A ausência de nomes para as personagens e a falta de títulos para os contos colaboram para a criação da atmosfera inóspita dos enredos. Da mesma forma o faz a escolha do narrador, que, como se carregasse uma câmera no ombro, invade a vida dos protagonistas e registra, de maneira seca e objetiva, o modo como cada um deles lida com a instituição família.

Aliás, a palavra “instituição” pode ser usada em seu pleno significado quando se comenta o Monstros fora do armário. As famílias no livro parecem surgir por alguma imposição do destino, por algo instituído pela sociedade, ou, ainda, para atender carências afetivas. Os motivos que levam à progenitura são tão fracos que a maternidade e a paternidade acabam por se tornar um fardo. O desconforto durante o convívio entre pais e filhos é o resultado triste desta “falta de opção” das personagens.

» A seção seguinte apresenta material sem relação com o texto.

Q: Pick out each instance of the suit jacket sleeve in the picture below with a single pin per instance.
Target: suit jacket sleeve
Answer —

Monstros fora do armário é ousado e subversivo, na melhor conotação que cada um desses adjetivos possa ter. Ousa quando gera as perguntas “para que formar uma família?” e “o que leva alguém a ter filhos?”. Subverte quando questiona o próprio conceito de “social”. Afinal, onde as pessoas que não têm afeto no lar vão descontar suas frustrações? Que resultados coletivos a fragilidade das relações familiares podem gerar? Que tipo de sociedade está sendo criada sobre laços às vezes tão doentios?

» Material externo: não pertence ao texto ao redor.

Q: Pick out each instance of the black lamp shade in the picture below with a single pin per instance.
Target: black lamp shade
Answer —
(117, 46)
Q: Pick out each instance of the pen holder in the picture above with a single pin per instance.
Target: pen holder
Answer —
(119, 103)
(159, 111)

A miséria humana não tem classe social, como já nos mostrou Luiz Ruffato ao passar por quase todos os estratos da comunidade paulistana em Eles eram muitos cavalos. Agora, Flávio Torres complementa. A miséria humana não tem classe social. E ela começa em casa.

Leila de Souza Teixeira*

 

*Autora de Em que coincidentemente se reincide e organizadora da Vereda Literária.